We have benchmarked and evaluated the methods presented in this paper. First, we provide an overview of the used datasets in Sect. 6.1. Section 6.2 contains the evaluation of Artemis, while Sect. 6.3 contains the experimental evaluation of EBESM.

In summary, we benchmarked the performance of Artemis in terms of classification, clustering purity, noise robustness, and scalability, on eight real datasets, against three state-of-the-art methods: Matrix (Kostakis et al. 2011b), DTW (Kostakis et al. 2011a), and IBSM (Kotsifakos et al. 2013). The implementations of these methods have been made publicly available.Footnote 2 In addition, we studied the performance of EBESM on a large synthetic dataset as well as on a real dataset. We also practically demonstrate how other indexing methods, such as R-trees, are unable to provide any benefits.

6.1 Datasets

We used the following eight real datasets:

  • ASL (Papapetrou et al. 2009b) Event labels correspond to grammatical or syntactic forms (e.g., wh-word, wh-question, verb, noun, etc.) as well as facial or gestural expressions (e.g., head tilt right, rapid head shake, eyebrow raise, etc.). An e-sequence is an expression of a sentence using sign language.

  • ASL2 This is a new dataset of American Sign Language, with a larger number of e-sequences and additional event labels.

  • Auslan (Mörchen and Fradkin 2010) The e-sequences were derived from the Australian Sign Language dataset available in the UCI repository.Footnote 3 Each event-interval represents a word like girl or right.

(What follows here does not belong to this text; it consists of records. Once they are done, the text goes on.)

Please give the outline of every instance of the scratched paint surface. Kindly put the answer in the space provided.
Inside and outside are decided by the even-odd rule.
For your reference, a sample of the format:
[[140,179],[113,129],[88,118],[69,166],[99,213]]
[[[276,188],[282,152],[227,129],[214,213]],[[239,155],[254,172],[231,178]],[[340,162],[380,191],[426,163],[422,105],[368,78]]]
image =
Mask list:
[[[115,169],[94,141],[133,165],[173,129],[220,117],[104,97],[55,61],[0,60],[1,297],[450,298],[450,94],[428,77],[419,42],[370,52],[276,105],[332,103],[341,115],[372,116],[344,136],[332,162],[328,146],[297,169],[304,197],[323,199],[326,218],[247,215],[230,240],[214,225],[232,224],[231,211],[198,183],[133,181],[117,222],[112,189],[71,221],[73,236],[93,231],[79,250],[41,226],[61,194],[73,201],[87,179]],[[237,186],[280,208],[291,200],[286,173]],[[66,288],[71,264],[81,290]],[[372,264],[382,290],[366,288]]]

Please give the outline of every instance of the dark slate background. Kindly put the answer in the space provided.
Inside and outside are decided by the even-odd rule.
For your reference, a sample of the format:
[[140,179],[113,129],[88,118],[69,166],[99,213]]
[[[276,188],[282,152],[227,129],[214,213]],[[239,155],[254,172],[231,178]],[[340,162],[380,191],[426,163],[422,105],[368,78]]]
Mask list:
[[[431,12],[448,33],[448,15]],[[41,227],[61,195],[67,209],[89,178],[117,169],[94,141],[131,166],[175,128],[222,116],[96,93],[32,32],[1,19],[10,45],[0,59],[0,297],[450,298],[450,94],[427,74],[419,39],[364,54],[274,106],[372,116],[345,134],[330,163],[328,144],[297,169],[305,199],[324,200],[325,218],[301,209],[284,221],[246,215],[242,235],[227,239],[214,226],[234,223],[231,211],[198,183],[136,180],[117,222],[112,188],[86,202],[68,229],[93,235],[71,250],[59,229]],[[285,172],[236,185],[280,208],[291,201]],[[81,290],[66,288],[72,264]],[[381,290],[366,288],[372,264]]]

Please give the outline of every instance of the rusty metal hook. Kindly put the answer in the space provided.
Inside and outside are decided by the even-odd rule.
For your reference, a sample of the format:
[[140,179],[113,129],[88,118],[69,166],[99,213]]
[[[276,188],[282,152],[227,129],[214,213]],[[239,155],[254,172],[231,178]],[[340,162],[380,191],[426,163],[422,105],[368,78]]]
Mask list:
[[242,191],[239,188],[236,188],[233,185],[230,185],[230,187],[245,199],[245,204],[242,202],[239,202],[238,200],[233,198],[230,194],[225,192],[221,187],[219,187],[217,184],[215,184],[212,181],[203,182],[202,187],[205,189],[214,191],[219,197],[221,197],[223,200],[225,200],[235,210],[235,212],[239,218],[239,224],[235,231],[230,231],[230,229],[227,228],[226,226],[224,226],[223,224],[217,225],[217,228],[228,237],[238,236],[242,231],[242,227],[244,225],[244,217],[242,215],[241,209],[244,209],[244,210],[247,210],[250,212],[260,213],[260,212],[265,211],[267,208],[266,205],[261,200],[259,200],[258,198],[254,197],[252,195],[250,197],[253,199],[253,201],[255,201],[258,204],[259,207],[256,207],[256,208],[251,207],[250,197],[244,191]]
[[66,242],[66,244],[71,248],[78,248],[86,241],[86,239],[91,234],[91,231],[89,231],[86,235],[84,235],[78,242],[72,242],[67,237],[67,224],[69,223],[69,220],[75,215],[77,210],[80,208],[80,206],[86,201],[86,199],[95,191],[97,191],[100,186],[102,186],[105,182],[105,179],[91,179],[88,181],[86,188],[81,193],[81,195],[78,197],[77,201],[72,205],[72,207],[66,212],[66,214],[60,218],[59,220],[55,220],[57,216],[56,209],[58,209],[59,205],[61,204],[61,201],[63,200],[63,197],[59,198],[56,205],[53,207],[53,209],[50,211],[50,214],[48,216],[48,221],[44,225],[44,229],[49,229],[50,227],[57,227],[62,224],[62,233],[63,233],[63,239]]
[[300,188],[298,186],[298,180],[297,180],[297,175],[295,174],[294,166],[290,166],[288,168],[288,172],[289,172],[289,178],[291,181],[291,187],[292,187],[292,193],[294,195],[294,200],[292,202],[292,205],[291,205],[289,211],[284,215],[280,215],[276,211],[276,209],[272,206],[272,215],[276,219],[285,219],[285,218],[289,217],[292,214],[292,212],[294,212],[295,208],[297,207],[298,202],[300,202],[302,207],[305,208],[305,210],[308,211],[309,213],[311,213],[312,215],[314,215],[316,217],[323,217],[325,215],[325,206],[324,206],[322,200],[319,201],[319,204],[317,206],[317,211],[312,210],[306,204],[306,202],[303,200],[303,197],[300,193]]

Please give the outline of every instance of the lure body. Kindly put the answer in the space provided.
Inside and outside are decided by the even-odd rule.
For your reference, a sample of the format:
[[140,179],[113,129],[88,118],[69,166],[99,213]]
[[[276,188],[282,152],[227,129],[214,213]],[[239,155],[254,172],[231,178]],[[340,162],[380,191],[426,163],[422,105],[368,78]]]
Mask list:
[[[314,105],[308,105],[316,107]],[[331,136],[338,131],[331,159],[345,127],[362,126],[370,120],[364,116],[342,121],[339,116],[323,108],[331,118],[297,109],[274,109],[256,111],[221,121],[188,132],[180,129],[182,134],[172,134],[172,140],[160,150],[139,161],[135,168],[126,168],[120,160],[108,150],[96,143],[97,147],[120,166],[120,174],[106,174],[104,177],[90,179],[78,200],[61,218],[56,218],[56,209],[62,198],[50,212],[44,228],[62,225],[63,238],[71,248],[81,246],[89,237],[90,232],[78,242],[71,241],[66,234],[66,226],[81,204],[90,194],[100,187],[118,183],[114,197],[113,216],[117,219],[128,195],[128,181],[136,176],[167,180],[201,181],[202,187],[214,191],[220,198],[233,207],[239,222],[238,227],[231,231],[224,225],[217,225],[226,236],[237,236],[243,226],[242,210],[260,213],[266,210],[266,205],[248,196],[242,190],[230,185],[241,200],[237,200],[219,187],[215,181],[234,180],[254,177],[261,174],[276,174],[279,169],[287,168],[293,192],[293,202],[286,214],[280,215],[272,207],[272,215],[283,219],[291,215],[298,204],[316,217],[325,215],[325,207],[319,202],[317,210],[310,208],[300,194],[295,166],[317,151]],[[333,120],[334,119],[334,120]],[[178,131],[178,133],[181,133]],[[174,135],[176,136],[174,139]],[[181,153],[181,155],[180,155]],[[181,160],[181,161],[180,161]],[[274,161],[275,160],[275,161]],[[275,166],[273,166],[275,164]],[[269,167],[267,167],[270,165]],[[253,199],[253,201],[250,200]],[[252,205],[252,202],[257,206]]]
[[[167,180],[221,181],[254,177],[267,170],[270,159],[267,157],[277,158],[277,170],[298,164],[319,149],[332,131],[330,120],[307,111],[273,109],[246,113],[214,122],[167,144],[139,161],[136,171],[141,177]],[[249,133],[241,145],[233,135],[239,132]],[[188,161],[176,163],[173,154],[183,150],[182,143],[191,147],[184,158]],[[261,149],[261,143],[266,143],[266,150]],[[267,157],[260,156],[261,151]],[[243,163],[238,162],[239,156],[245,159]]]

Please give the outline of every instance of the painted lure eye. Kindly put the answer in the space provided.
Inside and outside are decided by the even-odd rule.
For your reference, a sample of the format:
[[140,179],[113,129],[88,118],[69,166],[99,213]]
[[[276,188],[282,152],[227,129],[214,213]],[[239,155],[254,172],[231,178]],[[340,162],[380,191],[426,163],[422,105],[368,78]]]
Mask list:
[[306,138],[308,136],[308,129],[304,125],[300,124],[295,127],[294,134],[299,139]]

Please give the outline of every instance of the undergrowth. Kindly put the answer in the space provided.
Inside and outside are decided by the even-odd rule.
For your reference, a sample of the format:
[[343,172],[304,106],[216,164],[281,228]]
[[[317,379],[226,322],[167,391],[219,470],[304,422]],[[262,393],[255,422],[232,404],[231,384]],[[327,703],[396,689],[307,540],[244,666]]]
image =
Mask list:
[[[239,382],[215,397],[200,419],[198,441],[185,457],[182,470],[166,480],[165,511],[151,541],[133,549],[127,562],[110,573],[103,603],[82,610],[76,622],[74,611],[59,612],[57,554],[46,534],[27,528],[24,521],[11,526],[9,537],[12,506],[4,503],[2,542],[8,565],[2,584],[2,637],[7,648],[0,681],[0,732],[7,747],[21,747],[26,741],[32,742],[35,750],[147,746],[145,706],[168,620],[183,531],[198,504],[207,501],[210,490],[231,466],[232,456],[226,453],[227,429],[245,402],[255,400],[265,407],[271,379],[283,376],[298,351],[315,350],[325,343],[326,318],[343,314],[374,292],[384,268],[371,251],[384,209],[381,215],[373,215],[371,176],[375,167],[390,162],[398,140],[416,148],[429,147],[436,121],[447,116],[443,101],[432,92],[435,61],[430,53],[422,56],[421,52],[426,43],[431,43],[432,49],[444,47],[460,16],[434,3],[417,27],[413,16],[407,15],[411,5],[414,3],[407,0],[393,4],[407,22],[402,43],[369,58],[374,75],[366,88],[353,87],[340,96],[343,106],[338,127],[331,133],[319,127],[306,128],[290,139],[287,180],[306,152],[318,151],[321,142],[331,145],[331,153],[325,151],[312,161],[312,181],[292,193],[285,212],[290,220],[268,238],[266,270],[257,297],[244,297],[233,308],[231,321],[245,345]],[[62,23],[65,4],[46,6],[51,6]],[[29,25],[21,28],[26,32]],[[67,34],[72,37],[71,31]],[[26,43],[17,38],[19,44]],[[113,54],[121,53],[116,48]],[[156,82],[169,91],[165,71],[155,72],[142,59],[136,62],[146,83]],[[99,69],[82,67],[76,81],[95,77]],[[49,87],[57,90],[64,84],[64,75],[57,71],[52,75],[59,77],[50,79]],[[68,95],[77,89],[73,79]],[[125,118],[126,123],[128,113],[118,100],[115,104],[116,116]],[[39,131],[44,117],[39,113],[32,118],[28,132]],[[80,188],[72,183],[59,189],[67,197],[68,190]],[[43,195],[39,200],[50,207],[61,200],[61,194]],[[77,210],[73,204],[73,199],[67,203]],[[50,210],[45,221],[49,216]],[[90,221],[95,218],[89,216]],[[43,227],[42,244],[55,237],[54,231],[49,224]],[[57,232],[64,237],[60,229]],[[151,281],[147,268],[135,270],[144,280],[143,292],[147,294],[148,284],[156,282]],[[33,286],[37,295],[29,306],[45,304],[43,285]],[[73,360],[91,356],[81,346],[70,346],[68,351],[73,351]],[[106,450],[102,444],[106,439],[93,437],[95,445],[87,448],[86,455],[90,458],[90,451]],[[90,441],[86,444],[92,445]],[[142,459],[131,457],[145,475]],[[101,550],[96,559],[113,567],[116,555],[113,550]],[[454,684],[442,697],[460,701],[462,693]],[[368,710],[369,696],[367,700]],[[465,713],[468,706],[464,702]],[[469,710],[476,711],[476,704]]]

  • Blocks (Mörchen and Fradkin 2010) Event labels correspond to visual primitives obtained from videos of a human hand stacking colored blocks describing which blocks are touched and the actions of the hand (e.g., contacts blue or red, attached hand red, etc.). E-sequences represent scenarios such as atomic actions (pickup) or complete scenarios (assemble).

  • Context (Mörchen and Fradkin 2010) Event labels were derived from categorical and numerical data describing the context of a mobile device carried by humans in different situations. Each e-sequence represents one of five different scenarios such as street or meeting.

  • Hepatitis (Patel et al. 2008) The dataset contains information about patients who have either Hepatitis B or Hepatitis C. The event-intervals represent the results of 63 regular tests. Each e-sequence describes a series of tests taken by a patient.

  • Pioneer (Mörchen and Fradkin 2010) This dataset was constructed from the Pioneer-1 dataset available in the UCI repository. event-intervals correspond to the input provided by the robot sensors. Each e-sequence in the dataset describes one of three moving scenarios of the robot: gripper, move, turn.

  • Skating (Mörchen and Fradkin 2010) event-intervals describe muscle activity and leg position of 6 professional In-Line Speed Skaters during controlled tests at 7 different speeds on a treadmill. Each e-sequence represents a complete movement cycle.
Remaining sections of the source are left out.